In the presence of acid, the manganate($\mathrm{VII}$) ion is a powerful oxidising agent. The half-equation for its reduction in acid solution is:

${{\mathrm{MnO}}_4}^{-}\left(\mathrm{aq}\right)+8{\mathrm{H}}^{+}+5{\mathrm{e}}^{-}\stackrel{ }{\rightleftharpoons }{\mathrm{Mn}}^{2+}\left(\mathrm{aq}\right)+4{\mathrm{H}}_2\mathrm{O}\left(\mathrm{l}\right): {\mathrm{E}}^{°}=+1.51 \mathrm{V}$

Explain why the presence of an acid is necessary for the ${{\mathrm{MnO}}_4}^{-}\left(\mathrm{aq}\right)$ to function as an oxidising agent.

In the presence of acid, the manganate($\mathrm{VII}$) ion is a powerful oxidising agent. The half-equation for its reduction in acid solution is:

${{\mathrm{MnO}}_4}^{-}\left(\mathrm{aq}\right)+8{\mathrm{H}}^{+}+5{\mathrm{e}}^{-}\stackrel{ }{\rightleftharpoons }{\mathrm{Mn}}^{2+}\left(\mathrm{aq}\right)+4{\mathrm{H}}_2\mathrm{O}\left(\mathrm{l}\right): {\mathrm{E}}^{°}=+1.51 \mathrm{V}$

Give two reasons for${{\mathrm{MnO}}_4}^{-}\left(\mathrm{aq}\right)$ acting as an oxidising agent in acidic solution.

Liquid bromine is added to an aqueous solution of potassium iodide.
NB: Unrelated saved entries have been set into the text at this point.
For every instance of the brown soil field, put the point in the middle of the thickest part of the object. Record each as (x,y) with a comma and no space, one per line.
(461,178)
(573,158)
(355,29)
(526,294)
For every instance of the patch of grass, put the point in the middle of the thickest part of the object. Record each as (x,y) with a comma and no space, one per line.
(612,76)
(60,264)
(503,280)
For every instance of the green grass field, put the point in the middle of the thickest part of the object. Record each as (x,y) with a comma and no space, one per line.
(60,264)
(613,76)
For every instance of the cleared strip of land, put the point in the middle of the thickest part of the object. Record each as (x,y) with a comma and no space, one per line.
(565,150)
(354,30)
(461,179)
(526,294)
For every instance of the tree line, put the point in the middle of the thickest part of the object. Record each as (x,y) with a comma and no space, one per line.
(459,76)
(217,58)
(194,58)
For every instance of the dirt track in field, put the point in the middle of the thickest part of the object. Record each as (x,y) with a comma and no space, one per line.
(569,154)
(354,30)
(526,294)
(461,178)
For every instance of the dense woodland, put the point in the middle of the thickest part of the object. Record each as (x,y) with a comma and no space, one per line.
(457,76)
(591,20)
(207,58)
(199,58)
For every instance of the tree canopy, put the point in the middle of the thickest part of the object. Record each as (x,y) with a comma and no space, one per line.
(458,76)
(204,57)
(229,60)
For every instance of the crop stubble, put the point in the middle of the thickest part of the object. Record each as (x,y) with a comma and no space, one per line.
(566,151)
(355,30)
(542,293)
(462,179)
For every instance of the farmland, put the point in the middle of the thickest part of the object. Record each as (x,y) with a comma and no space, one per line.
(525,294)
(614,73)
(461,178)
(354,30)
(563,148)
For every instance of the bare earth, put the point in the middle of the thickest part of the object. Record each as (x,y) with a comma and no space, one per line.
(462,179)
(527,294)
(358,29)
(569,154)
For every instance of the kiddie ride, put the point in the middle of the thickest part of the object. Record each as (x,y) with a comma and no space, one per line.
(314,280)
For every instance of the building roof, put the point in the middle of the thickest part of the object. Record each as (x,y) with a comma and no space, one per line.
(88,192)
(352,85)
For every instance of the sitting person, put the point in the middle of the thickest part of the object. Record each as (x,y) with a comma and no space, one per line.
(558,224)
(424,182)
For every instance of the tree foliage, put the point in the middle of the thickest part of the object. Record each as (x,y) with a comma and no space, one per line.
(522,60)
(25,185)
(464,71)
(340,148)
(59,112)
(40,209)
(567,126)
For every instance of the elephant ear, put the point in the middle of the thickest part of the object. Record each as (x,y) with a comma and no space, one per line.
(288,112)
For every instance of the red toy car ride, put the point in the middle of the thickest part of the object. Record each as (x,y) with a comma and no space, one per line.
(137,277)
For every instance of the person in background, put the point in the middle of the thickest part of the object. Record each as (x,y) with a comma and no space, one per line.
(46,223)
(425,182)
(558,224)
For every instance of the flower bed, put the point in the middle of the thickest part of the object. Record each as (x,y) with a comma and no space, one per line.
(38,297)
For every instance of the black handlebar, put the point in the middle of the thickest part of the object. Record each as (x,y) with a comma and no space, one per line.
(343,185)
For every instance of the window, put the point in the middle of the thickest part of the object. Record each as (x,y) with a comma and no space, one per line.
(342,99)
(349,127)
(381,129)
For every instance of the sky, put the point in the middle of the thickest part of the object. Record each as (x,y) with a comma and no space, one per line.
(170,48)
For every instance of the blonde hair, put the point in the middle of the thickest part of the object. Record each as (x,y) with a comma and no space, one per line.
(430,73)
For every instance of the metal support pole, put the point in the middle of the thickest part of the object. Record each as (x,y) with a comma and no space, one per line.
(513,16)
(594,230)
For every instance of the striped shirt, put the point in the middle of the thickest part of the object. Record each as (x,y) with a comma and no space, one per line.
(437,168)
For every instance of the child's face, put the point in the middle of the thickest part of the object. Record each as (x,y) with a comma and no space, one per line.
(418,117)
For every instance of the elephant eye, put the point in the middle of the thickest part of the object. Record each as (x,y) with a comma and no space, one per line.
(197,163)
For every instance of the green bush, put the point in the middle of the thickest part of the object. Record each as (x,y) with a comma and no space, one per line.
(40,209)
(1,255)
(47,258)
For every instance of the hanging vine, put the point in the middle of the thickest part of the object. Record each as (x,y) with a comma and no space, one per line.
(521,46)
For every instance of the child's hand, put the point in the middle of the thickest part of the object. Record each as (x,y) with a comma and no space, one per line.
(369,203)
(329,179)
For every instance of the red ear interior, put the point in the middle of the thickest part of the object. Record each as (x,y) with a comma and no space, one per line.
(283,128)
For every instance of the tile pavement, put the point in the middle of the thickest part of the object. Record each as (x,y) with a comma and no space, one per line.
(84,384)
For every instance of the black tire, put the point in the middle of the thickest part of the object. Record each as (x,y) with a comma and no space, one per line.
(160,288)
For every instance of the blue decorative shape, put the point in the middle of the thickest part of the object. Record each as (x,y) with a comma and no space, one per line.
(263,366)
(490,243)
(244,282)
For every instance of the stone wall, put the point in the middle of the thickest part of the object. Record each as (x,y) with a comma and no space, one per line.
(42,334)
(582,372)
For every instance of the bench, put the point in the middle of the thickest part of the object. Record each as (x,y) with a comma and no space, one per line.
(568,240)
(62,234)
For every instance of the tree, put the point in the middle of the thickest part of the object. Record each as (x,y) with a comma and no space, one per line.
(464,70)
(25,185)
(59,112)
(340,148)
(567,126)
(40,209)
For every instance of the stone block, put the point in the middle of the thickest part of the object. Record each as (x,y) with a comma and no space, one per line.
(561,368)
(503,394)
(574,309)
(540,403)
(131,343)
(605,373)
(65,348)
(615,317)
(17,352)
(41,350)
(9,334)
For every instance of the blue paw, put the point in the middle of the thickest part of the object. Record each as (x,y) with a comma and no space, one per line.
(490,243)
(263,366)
The following reaction takes place:

 ${\mathrm{Br}}_2\left(\mathrm{l}\right)+2{\mathrm{I}}^{-}\left(\mathrm{aq}\right)\stackrel{ }{\stackrel{ }{\rightleftharpoons }}2{\mathrm{Br}}^{-}\left(\mathrm{aq}\right)+{\mathrm{I}}_2\left(\mathrm{aq}\right): {\mathrm{E}}^{°}=+0.53 \mathrm{V}$

Write two half-equations for this reaction.
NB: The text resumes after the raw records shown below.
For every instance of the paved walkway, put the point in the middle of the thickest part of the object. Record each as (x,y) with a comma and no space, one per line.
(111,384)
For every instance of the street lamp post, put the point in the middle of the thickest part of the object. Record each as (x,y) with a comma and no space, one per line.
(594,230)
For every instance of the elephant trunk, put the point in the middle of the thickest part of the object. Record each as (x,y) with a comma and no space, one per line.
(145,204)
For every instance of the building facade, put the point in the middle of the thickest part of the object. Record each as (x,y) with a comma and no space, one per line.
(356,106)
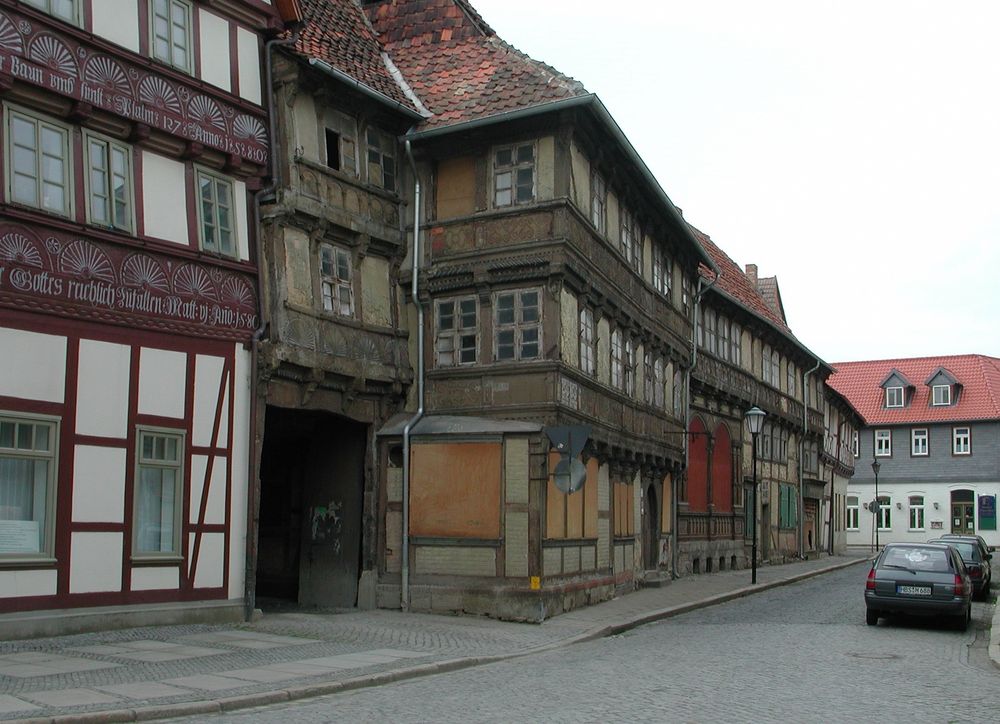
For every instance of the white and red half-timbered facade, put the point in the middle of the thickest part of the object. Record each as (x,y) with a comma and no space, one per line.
(133,139)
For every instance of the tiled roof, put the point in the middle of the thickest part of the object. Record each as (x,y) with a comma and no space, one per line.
(457,66)
(979,375)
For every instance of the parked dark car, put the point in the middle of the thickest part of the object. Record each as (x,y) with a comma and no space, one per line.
(977,560)
(923,579)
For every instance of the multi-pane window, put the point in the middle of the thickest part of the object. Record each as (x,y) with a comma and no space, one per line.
(336,284)
(158,499)
(916,512)
(961,441)
(109,183)
(39,168)
(518,325)
(617,359)
(893,396)
(381,160)
(588,339)
(941,394)
(852,512)
(171,31)
(215,213)
(599,203)
(883,443)
(64,9)
(514,174)
(27,473)
(457,327)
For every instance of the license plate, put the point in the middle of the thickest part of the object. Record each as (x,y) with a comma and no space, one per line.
(914,590)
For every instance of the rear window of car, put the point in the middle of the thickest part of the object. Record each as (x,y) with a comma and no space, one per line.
(919,559)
Liquid bromine is added to an aqueous solution of potassium iodide. The following reaction takes place:

 ${\mathrm{Br}}_2\left(\mathrm{l}\right)+2{\mathrm{I}}^{-}\left(\mathrm{aq}\right)\stackrel{ }{\stackrel{ }{\rightleftharpoons }}2{\mathrm{Br}}^{-}\left(\mathrm{aq}\right)+{\mathrm{I}}_2\left(\mathrm{aq}\right): {\mathrm{E}}^{°}=+0.53 \mathrm{V}$

Draw a labelled diagram to show two linked half-cells that could be used to measure the standard cell potential for this reaction. 

Liquid bromine is added to an aqueous solution of potassium iodide. The following reaction takes place:

 ${\mathrm{Br}}_2\left(\mathrm{l}\right)+2{\mathrm{I}}^{-}\left(\mathrm{aq}\right)\stackrel{ }{\stackrel{ }{\rightleftharpoons }}2{\mathrm{Br}}^{-}\left(\mathrm{aq}\right)+{\mathrm{I}}_2\left(\mathrm{aq}\right): {\mathrm{E}}^{°}=+0.53 \mathrm{V}$

The standard cell potential for this reaction is $+0.53 \mathrm{V}$. State whether the position of equilibrium favours the reactants or the products. Explain your answer.